Auch Axel Wagner (https://axelwagner.de/) ist bei uns in Schondorf bestens bekannt. Letztes Jahr konnte er hier im studioRose über mehrere Monate hinweg sein Projekt Die Höhle realisieren (Erhöhlung). Wie sich einige vermutlich erinnern, war diese Höhle vollständig aus Pappkartons aufgebaut.

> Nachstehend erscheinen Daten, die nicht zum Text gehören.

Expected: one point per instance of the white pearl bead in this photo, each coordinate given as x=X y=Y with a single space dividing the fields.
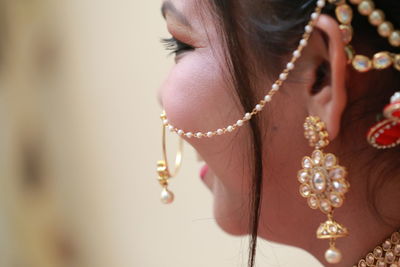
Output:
x=167 y=196
x=333 y=255
x=314 y=15
x=321 y=3
x=290 y=66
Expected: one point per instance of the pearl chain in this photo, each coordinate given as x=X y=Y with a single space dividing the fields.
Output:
x=268 y=97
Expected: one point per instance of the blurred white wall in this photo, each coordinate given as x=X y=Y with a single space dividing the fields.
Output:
x=80 y=136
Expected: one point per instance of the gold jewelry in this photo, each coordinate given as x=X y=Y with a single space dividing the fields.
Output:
x=381 y=60
x=308 y=29
x=385 y=255
x=164 y=173
x=323 y=183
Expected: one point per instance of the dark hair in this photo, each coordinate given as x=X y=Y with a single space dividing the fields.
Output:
x=272 y=29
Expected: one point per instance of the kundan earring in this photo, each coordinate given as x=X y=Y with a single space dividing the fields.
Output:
x=386 y=133
x=164 y=173
x=323 y=183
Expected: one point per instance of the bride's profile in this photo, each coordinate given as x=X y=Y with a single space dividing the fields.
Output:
x=295 y=108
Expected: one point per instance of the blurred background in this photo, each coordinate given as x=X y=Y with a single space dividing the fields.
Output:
x=80 y=136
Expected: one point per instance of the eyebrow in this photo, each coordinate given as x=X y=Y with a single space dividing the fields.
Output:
x=167 y=6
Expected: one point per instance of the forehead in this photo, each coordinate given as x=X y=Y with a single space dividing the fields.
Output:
x=193 y=11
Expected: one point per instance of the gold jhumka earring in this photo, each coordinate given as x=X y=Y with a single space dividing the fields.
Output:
x=323 y=183
x=163 y=170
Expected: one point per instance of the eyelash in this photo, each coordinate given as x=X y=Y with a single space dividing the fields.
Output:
x=175 y=46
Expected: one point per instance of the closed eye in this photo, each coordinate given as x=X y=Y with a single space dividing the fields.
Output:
x=175 y=46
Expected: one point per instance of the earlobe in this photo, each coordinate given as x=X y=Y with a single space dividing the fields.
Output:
x=327 y=99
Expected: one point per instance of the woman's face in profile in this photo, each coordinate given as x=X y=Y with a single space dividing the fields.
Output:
x=197 y=96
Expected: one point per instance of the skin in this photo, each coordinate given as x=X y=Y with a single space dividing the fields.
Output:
x=196 y=98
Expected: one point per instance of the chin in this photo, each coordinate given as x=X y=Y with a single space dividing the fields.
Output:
x=232 y=221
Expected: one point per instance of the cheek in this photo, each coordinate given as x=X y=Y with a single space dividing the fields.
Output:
x=198 y=97
x=195 y=96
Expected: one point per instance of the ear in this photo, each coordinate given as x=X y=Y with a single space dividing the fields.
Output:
x=326 y=96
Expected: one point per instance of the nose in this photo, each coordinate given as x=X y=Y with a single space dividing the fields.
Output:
x=159 y=98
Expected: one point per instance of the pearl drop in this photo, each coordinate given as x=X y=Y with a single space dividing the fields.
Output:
x=167 y=196
x=333 y=255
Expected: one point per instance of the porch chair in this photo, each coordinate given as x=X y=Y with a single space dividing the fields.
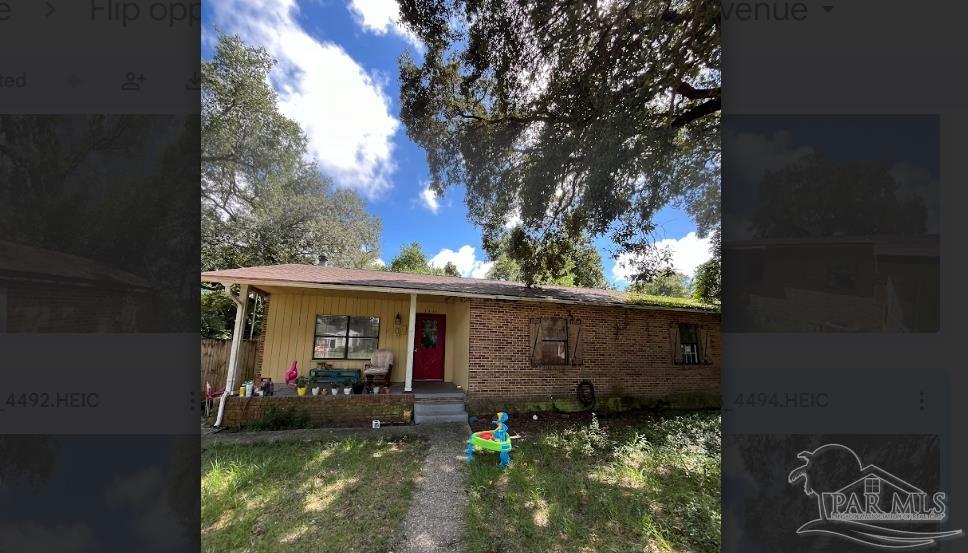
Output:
x=377 y=371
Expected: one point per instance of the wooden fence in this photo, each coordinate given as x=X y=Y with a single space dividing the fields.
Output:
x=215 y=362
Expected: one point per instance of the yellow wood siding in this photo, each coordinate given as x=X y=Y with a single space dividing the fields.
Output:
x=292 y=320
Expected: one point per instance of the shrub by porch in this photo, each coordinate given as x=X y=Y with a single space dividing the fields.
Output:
x=328 y=410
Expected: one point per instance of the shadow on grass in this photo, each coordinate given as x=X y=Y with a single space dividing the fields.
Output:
x=655 y=487
x=344 y=495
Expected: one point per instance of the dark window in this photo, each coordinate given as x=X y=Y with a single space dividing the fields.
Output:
x=841 y=278
x=553 y=342
x=689 y=343
x=345 y=337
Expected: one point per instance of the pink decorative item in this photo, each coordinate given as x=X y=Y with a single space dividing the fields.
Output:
x=292 y=374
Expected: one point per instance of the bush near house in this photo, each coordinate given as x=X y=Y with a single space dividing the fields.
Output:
x=347 y=495
x=631 y=483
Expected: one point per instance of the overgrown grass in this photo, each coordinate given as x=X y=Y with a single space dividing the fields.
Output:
x=651 y=485
x=668 y=301
x=348 y=495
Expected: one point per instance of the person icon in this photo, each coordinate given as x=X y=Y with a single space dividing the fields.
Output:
x=131 y=82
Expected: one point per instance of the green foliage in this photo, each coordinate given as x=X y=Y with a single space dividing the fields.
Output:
x=672 y=284
x=263 y=203
x=451 y=270
x=708 y=284
x=218 y=315
x=70 y=182
x=634 y=484
x=276 y=418
x=667 y=301
x=346 y=495
x=819 y=197
x=581 y=265
x=411 y=259
x=572 y=117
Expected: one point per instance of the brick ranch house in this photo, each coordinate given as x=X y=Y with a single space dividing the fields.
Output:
x=501 y=344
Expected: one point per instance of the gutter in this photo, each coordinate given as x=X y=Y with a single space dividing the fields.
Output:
x=394 y=290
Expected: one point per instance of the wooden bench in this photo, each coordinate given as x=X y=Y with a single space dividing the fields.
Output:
x=335 y=375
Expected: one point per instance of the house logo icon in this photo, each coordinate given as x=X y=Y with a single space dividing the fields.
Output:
x=866 y=504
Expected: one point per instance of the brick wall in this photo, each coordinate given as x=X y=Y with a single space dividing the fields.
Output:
x=337 y=411
x=627 y=354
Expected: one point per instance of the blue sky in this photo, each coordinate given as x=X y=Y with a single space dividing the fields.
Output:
x=337 y=76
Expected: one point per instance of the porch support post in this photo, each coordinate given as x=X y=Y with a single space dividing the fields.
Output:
x=411 y=333
x=241 y=302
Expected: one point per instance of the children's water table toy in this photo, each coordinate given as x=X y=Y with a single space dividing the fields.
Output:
x=492 y=440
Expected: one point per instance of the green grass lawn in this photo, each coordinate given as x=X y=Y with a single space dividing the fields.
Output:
x=347 y=495
x=628 y=484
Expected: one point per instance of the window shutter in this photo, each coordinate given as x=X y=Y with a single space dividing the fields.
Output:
x=676 y=346
x=535 y=338
x=704 y=345
x=576 y=342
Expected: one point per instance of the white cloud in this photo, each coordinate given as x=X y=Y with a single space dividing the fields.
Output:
x=382 y=17
x=342 y=109
x=752 y=155
x=688 y=253
x=465 y=258
x=429 y=200
x=513 y=220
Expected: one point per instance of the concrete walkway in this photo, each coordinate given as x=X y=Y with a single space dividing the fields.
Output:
x=435 y=522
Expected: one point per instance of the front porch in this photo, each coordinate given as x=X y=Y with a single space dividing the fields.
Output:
x=316 y=328
x=428 y=402
x=421 y=390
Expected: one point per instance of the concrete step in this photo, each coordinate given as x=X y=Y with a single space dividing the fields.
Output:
x=452 y=408
x=438 y=419
x=418 y=396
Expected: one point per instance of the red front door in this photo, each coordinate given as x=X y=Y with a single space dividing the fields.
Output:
x=428 y=347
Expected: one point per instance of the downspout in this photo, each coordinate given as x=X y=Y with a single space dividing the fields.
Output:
x=240 y=304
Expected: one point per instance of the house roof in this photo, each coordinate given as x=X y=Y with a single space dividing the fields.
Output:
x=27 y=263
x=295 y=275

Axel Wagner arbeitet an der Ausstellung Der Sarg im raumB1
Axel Wagner arbeitet an „Der Sarg“

Auf genau dieses Material greift er nun auch für seinen Beitrag zu Der Sarg im raumB1 zurück. Aus den Resten der abgebauten Höhle hat er einen „letzten Karton“ für sich gebaut. Das ist auch thematisch sehr schlüssig. Bei der Schondorfer Höhlen-Installation ging es auf psychologischer Ebene vor allem um Werden und Entstehen. Nun verwendet Wagner dasselbe Material, um das Ende dieses Lebenszyklus darzustellen.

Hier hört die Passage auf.